For the beginning poses some yoga teachers take the peaceful road and start with an easy breathing exercise while others make you feel like they’ve been handed their yoga teaching certificate by Gandhi himself. They do not joke around and command for a perfect head stand right away. Just joking. We’re not on the Indian Himalayas; this is the Upper West Side and we are in a yoga class full of middle-aged Jewish women and three mixed-race men. I am pretty proud to say that one of them is my Turkish-American husband. I love it when a large man enjoys his yoga and religiously follows the instructor’s position commands. He oms, too! I definitely hit the jackpot with him.

Between the warm-up poses and finishing touches on extreme stretching, you spend about an hour taking a trip among poses that are named after surprising things from an interesting palette of animals to common house-hold items and occasionally planets. Half-cobra, pigeon, cat, half moon, cow, chair, warrior, triangle and eagle are among the favorites of our yoga teacher. Then of course there is the happy baby pose. Apparently babies become really playful when they’re happy and for a ten pound, twenty inch creature who is as flexible as a rubber band, it’s not a problem to lay flat on its back, rocking from side to side while holding its two flexed feet with its hands on each side. That particular movement might not be a problem for me (a fully-grown adult) either but I also painfully remember at times that babies are not discouraged from relieving themselves of internal burdens in the form of gas.

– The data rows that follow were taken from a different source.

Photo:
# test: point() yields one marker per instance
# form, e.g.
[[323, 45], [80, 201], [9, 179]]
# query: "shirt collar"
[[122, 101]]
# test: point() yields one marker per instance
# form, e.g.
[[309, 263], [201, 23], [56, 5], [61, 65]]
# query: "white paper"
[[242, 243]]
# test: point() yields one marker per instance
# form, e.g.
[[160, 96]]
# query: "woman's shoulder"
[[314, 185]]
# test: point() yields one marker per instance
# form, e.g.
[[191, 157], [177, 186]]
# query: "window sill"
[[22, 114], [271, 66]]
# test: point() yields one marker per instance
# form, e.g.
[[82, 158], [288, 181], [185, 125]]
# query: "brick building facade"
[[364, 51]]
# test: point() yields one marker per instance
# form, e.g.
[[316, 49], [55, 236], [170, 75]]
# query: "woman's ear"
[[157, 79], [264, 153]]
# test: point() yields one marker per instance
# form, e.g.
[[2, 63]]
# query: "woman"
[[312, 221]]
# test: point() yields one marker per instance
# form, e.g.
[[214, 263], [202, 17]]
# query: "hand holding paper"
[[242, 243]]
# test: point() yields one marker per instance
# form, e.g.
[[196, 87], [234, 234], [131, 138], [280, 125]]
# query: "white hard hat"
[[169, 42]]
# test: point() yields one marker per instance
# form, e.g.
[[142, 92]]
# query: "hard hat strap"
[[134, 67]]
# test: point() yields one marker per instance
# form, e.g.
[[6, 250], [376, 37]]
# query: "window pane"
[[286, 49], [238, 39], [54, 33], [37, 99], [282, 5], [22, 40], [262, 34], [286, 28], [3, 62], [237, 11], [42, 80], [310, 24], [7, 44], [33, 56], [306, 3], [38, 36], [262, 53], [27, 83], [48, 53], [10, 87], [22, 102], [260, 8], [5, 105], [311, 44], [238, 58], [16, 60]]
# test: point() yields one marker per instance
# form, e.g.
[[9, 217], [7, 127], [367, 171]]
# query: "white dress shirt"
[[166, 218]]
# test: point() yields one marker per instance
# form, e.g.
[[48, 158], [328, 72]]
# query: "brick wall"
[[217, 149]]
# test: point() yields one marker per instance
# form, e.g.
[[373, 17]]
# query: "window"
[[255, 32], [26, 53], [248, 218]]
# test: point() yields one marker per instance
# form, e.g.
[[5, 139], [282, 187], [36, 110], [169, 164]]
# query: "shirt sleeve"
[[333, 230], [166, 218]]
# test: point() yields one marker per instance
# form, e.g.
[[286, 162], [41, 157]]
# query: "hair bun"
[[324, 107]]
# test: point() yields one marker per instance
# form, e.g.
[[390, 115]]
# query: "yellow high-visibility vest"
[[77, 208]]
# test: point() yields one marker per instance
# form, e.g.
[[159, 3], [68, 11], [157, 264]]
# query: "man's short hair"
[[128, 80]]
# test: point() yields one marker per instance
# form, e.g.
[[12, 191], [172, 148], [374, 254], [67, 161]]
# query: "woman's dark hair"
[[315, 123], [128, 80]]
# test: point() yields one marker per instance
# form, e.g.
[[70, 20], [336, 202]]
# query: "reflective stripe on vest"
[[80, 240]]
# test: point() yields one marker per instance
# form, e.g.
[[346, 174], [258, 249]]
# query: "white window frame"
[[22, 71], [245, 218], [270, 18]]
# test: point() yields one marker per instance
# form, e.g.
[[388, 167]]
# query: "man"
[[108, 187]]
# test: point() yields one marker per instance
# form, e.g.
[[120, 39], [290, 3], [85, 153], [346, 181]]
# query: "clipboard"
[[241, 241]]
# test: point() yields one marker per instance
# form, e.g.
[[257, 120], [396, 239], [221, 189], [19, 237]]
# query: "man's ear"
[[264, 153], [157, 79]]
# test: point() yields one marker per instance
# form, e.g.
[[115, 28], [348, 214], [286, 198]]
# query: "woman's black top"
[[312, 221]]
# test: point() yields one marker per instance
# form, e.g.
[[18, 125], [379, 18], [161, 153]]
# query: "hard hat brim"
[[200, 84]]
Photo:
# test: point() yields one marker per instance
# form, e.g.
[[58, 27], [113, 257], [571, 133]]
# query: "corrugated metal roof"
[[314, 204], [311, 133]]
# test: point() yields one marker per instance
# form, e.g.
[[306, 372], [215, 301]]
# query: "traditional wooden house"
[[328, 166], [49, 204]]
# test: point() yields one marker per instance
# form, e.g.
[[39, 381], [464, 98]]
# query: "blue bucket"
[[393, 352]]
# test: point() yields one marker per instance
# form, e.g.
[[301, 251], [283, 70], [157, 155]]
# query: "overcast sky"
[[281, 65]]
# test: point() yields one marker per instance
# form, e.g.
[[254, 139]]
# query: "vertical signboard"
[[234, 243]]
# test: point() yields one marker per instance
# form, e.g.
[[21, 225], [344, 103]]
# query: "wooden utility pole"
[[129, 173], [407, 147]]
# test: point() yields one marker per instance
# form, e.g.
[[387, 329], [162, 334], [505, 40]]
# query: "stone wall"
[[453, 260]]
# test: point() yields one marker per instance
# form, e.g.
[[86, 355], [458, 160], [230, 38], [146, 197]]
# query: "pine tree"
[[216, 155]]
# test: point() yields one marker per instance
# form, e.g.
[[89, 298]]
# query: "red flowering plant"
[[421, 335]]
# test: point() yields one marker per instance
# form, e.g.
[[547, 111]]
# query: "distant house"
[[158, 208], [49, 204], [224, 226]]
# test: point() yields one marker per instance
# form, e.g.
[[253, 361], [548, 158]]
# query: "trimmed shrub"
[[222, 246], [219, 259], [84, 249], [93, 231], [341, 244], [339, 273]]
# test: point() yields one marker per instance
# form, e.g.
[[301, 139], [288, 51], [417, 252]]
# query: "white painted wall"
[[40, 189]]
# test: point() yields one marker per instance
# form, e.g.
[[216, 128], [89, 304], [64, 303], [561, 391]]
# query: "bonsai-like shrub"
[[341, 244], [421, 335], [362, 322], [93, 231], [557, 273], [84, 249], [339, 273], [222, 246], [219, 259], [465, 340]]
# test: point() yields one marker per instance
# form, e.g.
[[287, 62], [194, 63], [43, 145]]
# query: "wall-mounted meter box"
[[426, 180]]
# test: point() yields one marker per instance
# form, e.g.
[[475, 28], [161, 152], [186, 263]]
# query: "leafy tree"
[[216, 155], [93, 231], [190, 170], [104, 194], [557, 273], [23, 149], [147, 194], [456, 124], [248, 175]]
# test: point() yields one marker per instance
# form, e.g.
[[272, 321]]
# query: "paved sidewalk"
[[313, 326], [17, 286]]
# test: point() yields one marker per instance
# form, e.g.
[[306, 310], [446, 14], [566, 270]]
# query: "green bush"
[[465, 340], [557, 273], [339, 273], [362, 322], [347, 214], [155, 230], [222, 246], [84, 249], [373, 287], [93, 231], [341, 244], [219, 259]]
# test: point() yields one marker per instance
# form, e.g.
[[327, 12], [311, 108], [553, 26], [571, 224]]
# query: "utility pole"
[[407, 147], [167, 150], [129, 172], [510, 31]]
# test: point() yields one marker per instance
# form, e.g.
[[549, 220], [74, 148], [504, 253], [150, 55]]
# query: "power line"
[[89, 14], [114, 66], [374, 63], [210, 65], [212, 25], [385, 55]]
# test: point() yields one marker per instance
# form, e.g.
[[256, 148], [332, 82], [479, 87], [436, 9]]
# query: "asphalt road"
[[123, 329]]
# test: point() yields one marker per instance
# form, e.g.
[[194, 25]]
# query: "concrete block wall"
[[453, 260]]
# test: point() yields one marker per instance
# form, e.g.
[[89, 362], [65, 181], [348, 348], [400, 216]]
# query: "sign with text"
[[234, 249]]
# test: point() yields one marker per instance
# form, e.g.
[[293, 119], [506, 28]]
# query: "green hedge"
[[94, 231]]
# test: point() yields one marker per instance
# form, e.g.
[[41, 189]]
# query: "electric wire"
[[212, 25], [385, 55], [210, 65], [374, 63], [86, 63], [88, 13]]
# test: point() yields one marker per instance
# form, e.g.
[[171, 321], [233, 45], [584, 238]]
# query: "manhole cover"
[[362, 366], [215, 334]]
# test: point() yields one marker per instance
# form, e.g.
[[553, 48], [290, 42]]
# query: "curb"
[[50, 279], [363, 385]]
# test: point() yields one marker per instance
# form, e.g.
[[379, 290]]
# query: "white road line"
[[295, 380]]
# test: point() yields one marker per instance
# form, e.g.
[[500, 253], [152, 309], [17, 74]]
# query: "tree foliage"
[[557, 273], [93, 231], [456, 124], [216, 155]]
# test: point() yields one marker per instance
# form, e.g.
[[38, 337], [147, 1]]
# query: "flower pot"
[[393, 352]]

Wouldn’t it be extremely comfortable to just let go of a long, hard day’s post-lunch gaseous accumulations while we’re in the happy baby pose? Wouldn’t it just make us so much happier and thus better in line with our happy baby pose? There’s a noble Turkish saying that goes like this: bad things can’t stay in good people. Farts: bad. Hardworking, stress-prone, yoga-loving people: good. I am just going to go ahead and declare farting as socially acceptable and in fact encouraged in happy baby poses in all yoga classes around the nation with an ultimate goal of legitimizing the practice on a global (intergalactic) level.

I am only kidding, dear reader. Why so serious?! I never fart. Do you? Eew! It’s like I’m too noble to execute such a vulgar gesture. Even if I did, I am sure it would smell like fresh strawberry milkshake. Yeah, that’s what I want to leave you with; refreshing clouds of strawberry incense coming out of yogi bottoms in happy baby poses. Om motherflowers.